Concernant le don et la greffe d’organes, la commission des affaires sociales de l’Assemblée a adopté mardi un amendement faisant du prélèvement et du don d’organes une priorité nationale.

Selon cet amendement, le régime du consentement présumé doit être renforcé. En dehors des personnes inscrites sur le registre national des refus, toute personne est présumée consentante au don d’organe. Les médecins ayant procédé à un prélèvement sur une personne décédée doivent s’assurer de la restauration décente du corps.
Le texte propose que le prélèvement soit considéré comme une activité médicale pleine et entière. Un amendement du gouvernement tend d’ailleurs à intégrer le prélèvement dans les missions de service public des établissements de santé. Il s’agit de transformer l’autorisation de prélèvement en obligation de service publique.
Pour le don du vivant, le Sénat avait déjà élargi le cercle des donneurs potentiels aux parents du 2e degré et à la personne apportant la preuve de deux ans de vie commune avec le receveur.

Devenir des enfants

Pour l’assistance médicale à la procréation (AMP), une attention toute particulière devra être apportée à “l’AMP-vigilance”, c’est-à-dire le dispositif permettant de prendre en considération le devenir des enfants conçus selon les différentes techniques de procréation. Le suivi médical de ces enfants sera renforcé. Le projet de loi clarifie également les cas dans lesquels il doit être mis fin aux activités de l’AMP.

Quant au “bébé médicament”, il ne peut être question de recourir à la procréation artificielle pour le seul intérêt thérapeutique d’autrui.
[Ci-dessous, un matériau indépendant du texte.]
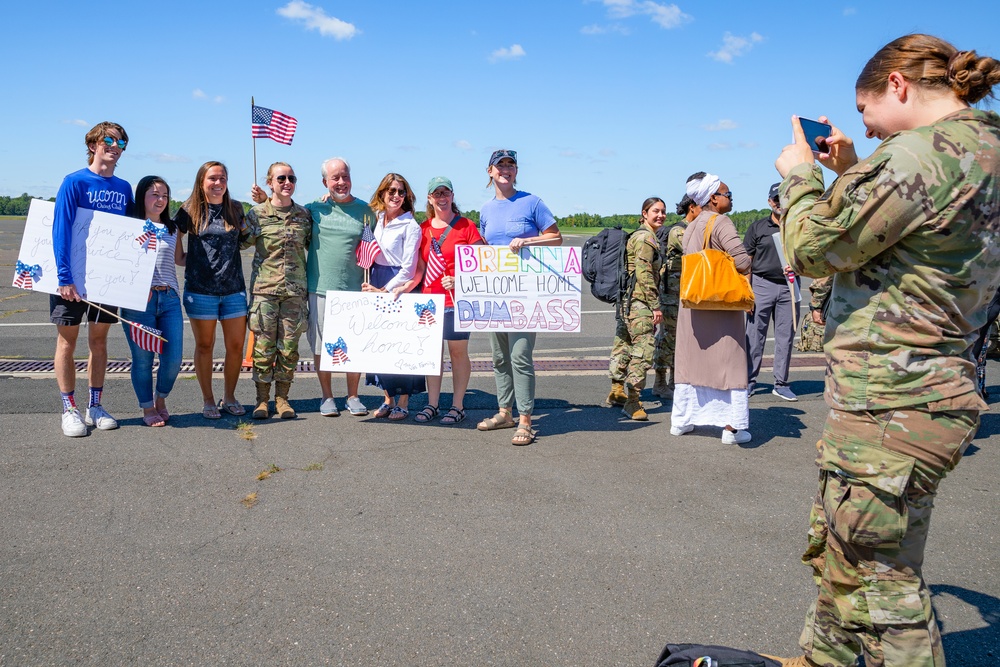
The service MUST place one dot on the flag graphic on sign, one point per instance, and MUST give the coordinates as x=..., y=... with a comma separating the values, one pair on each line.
x=147, y=338
x=338, y=351
x=150, y=235
x=436, y=264
x=270, y=124
x=368, y=249
x=25, y=275
x=425, y=312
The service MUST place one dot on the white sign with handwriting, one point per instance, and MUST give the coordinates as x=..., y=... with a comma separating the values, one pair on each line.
x=371, y=332
x=112, y=260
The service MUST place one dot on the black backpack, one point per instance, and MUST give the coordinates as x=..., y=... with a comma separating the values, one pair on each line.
x=603, y=264
x=689, y=655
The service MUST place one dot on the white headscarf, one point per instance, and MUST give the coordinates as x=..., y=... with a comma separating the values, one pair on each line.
x=701, y=191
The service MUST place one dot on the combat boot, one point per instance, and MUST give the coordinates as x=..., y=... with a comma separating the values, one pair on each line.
x=281, y=406
x=633, y=406
x=263, y=396
x=617, y=396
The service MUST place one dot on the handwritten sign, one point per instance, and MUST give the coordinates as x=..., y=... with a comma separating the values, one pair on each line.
x=115, y=266
x=369, y=332
x=536, y=289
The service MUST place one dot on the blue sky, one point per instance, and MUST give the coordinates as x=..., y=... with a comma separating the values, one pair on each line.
x=606, y=101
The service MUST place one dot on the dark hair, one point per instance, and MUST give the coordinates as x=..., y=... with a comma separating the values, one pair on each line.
x=933, y=63
x=378, y=203
x=196, y=205
x=139, y=207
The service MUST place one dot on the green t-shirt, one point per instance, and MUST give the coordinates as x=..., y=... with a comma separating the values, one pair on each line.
x=331, y=263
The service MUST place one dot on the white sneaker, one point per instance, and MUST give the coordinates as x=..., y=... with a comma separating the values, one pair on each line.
x=99, y=417
x=735, y=438
x=73, y=426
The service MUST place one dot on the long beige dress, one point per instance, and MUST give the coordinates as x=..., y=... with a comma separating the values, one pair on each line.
x=710, y=364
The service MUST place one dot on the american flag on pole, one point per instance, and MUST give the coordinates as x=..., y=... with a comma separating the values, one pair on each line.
x=436, y=264
x=368, y=249
x=147, y=338
x=270, y=124
x=25, y=275
x=338, y=351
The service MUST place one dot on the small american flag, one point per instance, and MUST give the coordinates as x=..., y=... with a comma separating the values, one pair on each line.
x=270, y=124
x=425, y=311
x=338, y=351
x=147, y=338
x=436, y=264
x=25, y=275
x=368, y=249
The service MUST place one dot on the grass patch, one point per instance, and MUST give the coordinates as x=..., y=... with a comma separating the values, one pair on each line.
x=264, y=474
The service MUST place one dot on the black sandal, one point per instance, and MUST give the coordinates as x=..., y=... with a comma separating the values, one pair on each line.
x=428, y=413
x=453, y=416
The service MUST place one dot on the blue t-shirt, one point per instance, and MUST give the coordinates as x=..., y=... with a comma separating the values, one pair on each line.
x=83, y=189
x=522, y=216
En revanche, pour des parents ayant un enfant menacé de mort par une maladie génétique incurable, il est permis aujourd’hui d’avoir un autre enfant indemne grâce au diagnostic pré-implantatoire.
Dans le cadre de la recherche sur les embryons surnuméraires ne faisant plus l’objet d’un projet parental, le texte de loi stipule que la recherche sur l’embryon est interdite. Seules des dérogations très encadrées sont prévues.

Le clonage, enfin, est interdit, et devient un crime contre l’espèce humaine, passible de 30 ans de réclusion criminelle et de 7,5 millions d’euros d’amende.

Quant au clonage thérapeutique, il devient un délit passible de sept ans d’emprisonnement et d’un million d’euros d’amende.